Hunger and College Campuses: Sara Goldrick-Rab Delivers Upcoming Loeschner Lecture
Sara Goldrick-Rab, whose research inspired the documentary film “Hungry to Learn,” will speak on hunger and food insecurity among college students in the next installment of the School of Education and Social Policy's Nancy and Ray Loeschner Leadership Series at Northwestern University.
The virtual event, moderated by School of Education and Social Policy Dean David Figlio, starts at 4 p.m. Oct. 28. The film can be viewed on yahoo!life in advance. Please register here for the event as soon as possible.
Goldrick-Rab, professor of sociology and medicine at Temple University, has been called “a defender of impoverished students and a scholar of their struggles,” by the Chronicle of Higher Education.
She is best known for her innovative research on food and housing insecurity in higher education, having led the five largest national studies on the subject, and for her work on making public higher education free.
"Hungry to Learn," produced by Emmy- and Peabody Award-winning broadcaster Soledad O'Brien, follows four college students who often don’t know where they will get their next meal. The film features Goldrick-Rab’s work as director of the Hope Center for College, Community, and Justice in Philadelphia.
Goldrick-Rab is also the chief strategy officer for Emergency Aid at Edquity, a student financial success and emergency aid company. She founded Believe in Students, a nonprofit distributing emergency aid.
Experts like Goldrick-Rab expect the problem of hunger on college campuses will grow worse due to the twin health and economic crises caused by the global COVID-19 pandemic. A survey of 38,000 students by the Hope Center found that 58 percent of those who responded were experiencing basic needs insecurity during the pandemic, meaning they lacked food, housing, and other needs. That rate did not differ between two-year and four-year institutions.
“Seventy percent of the students we surveyed had been working,” Goldrick-Rab told yahoo!life. “One third of those students lost their jobs. And another third of them had their hours cut or their pay cut in some way. The food insecurity rate is much, much higher when those job losses happened. People cannot pay the bills.”
But while Congress has suspended the work requirement associated with SNAP for regular people, says Goldrick-Rab, they haven’t done the same for college students.
Goldrick-Rab has received the William T. Grant Foundation’s Faculty Scholars Award, the American Educational Research Association’s Early Career Award, and the Carnegie Fellowship. In 2016 POLITICO magazine named her one of the top 50 people shaping American politics, and she is ranked 7th in the nation among education scholars according to Education Week.
Her latest book, Paying the Price: College Costs, Financial Aid, and the Betrayal of the American Dream, won the 2018 Grawemeyer Award, and was featured on The Daily Show with Trevor Noah. Soledad O’Brien named Goldrick-Rab her “food policy hero.”

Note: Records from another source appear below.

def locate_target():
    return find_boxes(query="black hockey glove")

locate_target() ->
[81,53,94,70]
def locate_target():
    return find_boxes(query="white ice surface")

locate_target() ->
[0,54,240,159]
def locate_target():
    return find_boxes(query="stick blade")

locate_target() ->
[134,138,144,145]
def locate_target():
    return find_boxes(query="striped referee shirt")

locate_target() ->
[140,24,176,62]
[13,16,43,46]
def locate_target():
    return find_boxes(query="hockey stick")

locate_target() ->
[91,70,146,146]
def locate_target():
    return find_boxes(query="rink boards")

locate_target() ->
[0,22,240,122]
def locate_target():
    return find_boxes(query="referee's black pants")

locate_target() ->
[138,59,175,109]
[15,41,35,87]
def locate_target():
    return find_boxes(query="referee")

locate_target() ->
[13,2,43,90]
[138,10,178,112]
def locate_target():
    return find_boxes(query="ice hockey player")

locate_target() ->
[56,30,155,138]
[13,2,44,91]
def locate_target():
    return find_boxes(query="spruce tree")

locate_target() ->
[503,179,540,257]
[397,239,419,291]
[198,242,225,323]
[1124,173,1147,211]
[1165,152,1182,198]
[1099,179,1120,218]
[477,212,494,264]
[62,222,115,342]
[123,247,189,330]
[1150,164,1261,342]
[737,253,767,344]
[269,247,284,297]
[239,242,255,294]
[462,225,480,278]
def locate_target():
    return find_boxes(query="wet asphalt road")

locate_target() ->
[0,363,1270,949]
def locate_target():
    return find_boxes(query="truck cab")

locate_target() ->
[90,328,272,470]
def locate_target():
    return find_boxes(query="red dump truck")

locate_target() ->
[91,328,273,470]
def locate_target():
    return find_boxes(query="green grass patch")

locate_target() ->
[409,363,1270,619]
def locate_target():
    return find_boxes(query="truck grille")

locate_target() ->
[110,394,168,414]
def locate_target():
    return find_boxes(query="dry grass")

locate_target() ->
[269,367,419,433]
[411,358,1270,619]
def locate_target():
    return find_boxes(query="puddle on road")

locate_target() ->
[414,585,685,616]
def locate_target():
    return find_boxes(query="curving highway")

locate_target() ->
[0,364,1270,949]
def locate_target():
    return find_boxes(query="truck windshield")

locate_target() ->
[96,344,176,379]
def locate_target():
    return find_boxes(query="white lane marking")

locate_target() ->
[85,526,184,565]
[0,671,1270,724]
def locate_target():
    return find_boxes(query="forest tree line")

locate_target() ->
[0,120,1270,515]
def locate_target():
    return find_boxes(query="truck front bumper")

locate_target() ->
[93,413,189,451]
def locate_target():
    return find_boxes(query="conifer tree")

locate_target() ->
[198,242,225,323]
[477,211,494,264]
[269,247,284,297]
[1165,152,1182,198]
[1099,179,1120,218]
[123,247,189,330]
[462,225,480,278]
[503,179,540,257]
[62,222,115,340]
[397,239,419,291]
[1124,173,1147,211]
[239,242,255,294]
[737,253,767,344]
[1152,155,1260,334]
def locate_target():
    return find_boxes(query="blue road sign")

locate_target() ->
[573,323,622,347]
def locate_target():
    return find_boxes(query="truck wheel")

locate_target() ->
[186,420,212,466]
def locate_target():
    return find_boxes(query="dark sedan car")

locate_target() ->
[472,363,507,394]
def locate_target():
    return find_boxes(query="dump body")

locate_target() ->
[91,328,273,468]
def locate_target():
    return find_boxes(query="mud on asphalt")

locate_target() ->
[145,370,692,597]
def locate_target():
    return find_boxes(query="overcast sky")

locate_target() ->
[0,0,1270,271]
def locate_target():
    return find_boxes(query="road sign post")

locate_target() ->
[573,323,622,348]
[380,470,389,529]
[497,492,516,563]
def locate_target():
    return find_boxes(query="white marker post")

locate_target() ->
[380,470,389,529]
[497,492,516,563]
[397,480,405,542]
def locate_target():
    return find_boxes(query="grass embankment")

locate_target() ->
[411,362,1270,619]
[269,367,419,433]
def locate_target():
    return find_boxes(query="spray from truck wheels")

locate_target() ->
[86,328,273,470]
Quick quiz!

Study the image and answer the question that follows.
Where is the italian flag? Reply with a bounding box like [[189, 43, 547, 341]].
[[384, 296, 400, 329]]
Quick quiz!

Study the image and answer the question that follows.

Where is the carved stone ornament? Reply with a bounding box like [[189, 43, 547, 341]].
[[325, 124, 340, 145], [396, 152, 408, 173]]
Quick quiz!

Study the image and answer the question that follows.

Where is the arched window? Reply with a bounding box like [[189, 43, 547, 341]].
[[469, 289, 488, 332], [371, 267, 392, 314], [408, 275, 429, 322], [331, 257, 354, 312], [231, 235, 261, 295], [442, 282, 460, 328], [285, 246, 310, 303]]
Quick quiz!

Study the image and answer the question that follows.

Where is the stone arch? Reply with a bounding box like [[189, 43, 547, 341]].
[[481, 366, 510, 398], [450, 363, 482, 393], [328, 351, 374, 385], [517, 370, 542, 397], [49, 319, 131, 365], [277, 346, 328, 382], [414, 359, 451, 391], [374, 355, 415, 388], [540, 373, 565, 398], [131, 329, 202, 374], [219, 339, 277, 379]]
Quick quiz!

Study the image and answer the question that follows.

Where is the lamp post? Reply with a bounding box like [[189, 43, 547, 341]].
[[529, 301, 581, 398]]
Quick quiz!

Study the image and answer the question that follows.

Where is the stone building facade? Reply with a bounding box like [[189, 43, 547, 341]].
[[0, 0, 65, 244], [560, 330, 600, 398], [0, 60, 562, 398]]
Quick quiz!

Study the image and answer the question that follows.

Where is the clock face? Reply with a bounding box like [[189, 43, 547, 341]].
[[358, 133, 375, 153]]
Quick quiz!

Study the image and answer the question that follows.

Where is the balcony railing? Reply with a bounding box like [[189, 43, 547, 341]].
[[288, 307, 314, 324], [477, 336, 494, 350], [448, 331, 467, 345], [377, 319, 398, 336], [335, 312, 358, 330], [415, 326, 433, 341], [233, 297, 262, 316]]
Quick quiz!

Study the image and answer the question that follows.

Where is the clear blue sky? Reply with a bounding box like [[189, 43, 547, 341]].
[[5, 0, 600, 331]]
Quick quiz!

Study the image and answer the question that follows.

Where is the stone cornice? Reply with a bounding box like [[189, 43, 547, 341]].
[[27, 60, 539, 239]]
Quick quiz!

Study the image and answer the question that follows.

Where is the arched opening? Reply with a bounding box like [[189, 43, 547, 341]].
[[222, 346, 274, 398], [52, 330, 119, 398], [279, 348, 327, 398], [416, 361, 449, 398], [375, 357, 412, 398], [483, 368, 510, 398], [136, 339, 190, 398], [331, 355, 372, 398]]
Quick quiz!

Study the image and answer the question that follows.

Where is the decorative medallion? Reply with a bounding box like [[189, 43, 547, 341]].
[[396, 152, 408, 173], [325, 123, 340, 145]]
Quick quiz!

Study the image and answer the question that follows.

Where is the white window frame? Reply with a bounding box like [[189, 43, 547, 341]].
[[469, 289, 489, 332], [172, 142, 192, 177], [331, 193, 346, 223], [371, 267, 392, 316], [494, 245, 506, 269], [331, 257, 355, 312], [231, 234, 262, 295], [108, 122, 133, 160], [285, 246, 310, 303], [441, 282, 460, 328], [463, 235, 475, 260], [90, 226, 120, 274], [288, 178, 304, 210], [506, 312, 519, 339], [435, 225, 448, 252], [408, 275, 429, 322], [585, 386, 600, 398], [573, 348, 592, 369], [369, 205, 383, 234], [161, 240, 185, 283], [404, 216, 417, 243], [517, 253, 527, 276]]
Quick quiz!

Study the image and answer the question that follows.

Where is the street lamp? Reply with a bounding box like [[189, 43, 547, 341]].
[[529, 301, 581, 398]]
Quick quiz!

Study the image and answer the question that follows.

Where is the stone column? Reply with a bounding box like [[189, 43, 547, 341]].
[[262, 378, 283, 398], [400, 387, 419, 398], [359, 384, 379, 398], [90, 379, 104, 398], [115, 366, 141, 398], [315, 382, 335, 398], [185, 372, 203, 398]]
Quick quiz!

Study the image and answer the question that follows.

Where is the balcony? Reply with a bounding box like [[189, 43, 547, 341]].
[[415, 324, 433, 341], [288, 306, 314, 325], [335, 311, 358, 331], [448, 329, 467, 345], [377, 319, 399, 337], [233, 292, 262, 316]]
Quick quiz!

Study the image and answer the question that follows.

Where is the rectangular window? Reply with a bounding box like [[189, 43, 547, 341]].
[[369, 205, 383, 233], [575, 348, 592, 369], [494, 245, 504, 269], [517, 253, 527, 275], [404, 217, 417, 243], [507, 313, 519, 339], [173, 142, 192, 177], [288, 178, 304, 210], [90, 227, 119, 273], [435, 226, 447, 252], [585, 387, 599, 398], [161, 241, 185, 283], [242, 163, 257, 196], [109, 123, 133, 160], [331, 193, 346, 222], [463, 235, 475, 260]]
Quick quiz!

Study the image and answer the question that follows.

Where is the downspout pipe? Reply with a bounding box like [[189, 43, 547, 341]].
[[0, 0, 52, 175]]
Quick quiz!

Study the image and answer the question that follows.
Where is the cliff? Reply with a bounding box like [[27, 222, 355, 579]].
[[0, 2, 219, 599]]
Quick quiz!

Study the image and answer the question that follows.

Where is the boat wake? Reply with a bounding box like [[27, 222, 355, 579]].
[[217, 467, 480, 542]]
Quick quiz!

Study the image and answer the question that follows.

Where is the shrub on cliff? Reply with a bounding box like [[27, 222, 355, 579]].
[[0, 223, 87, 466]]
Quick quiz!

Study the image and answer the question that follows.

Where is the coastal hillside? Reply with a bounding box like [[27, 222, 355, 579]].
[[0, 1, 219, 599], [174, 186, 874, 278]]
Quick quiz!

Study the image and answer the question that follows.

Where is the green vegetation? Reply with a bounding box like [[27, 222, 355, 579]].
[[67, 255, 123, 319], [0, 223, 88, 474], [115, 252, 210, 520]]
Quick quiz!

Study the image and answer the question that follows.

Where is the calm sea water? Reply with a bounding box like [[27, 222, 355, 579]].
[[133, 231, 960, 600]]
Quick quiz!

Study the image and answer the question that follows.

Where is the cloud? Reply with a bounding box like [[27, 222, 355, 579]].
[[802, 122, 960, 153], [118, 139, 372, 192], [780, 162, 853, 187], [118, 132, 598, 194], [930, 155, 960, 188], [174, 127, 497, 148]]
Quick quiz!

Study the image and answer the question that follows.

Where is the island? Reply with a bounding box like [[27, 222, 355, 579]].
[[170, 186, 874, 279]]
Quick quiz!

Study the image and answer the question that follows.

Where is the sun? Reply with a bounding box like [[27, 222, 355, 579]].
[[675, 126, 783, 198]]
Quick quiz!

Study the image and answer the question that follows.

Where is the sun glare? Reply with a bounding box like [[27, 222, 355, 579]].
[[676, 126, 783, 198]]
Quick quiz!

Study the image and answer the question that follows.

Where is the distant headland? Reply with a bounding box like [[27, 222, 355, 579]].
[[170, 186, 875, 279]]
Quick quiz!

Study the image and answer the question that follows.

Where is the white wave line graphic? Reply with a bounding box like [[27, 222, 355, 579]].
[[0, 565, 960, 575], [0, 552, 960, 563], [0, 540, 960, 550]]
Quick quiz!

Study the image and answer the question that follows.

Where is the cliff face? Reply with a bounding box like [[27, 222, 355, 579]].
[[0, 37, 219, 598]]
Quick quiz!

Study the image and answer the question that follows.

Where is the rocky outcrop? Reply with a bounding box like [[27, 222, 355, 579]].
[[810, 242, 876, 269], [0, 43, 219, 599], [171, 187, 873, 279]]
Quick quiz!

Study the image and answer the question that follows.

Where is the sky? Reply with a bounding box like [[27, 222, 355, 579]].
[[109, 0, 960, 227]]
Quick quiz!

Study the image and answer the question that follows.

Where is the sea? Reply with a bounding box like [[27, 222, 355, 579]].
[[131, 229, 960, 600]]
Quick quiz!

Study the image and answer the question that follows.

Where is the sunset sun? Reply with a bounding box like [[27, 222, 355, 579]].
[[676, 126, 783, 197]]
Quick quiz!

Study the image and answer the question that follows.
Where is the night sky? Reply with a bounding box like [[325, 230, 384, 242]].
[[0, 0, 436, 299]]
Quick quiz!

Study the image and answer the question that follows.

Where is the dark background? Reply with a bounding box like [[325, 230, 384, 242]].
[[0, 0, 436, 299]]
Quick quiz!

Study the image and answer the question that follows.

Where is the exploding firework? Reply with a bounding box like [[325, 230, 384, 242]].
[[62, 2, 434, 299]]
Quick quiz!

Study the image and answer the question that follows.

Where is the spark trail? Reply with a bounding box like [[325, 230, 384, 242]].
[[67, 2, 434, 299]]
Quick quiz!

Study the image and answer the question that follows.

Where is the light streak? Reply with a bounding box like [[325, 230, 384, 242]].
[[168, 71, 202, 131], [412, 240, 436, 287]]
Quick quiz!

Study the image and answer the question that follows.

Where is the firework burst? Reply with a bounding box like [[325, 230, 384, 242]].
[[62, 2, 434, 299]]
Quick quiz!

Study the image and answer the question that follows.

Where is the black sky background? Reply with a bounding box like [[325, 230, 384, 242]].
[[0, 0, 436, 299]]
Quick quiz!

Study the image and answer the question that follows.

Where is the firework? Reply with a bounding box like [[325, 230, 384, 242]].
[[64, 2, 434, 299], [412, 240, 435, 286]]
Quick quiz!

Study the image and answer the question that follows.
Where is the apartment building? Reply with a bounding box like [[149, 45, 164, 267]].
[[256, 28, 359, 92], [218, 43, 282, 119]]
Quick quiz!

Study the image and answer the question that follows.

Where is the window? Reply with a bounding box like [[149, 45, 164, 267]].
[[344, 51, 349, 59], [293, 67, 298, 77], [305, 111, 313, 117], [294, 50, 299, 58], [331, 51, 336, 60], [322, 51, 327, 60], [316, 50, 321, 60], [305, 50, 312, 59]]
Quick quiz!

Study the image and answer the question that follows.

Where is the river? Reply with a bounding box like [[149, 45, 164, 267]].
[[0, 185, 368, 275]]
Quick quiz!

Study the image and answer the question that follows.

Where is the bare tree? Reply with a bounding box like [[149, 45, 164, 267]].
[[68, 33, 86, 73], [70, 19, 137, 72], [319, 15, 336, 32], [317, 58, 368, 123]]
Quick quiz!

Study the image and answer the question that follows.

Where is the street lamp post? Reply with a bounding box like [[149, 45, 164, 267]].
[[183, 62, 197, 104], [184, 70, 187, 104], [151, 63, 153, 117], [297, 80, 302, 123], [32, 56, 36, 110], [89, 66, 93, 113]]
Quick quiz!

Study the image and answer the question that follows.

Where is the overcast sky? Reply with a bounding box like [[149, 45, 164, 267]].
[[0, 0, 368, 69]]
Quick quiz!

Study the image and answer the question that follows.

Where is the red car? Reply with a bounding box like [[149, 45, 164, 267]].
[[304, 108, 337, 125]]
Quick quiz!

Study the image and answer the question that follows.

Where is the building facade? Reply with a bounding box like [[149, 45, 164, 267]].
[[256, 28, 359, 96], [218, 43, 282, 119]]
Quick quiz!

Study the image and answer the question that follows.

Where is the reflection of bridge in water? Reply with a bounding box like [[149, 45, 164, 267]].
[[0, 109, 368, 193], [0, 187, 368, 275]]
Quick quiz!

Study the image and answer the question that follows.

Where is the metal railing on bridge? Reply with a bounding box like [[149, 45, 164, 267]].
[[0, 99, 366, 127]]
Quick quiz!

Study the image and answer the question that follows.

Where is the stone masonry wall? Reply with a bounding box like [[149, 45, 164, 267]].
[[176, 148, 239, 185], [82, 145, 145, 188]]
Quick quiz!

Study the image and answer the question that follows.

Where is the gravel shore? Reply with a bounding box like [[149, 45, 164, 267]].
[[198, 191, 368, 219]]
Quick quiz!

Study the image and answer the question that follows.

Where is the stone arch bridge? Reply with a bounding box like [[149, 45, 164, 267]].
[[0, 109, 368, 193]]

Loeschner Lecture features diverse leaders
Goldrick-Rab is the eighth distinguished speaker in the Loeschner Leadership series, which began in 2013 and presents visionary trailblazers in education and other fields.
Previous events included Steven Romick, portfolio manager at First Pacific Advisors; Anthony Jack, assistant professor at Harvard University and author of The Privileged Poor: How Elite Colleges Are Failing Disadvantaged Students; Mary Daly, president and chief executive officer of the Federal Reserve Bank of San Francisco; Eve Ewing, writer and sociologist of education at the University of Chicago; alumnus Chuck Friedman, corporate vice president of Microsoft Edge; Mischa Fisher, economist and data scientist; Eva Moskowitz, founder and CEO of Success Academy Charter Schools; and Wendy Kopp, founder of Teach for America.
The lecture was established with a gift from SESP alumnus Ray Loeschner (MA57) of Grand Rapids, Michigan, the former president of Olivet University and a pioneer in higher education. Loeschner also received his PhD from Northwestern in 1962 and served as an assistant football and track coach.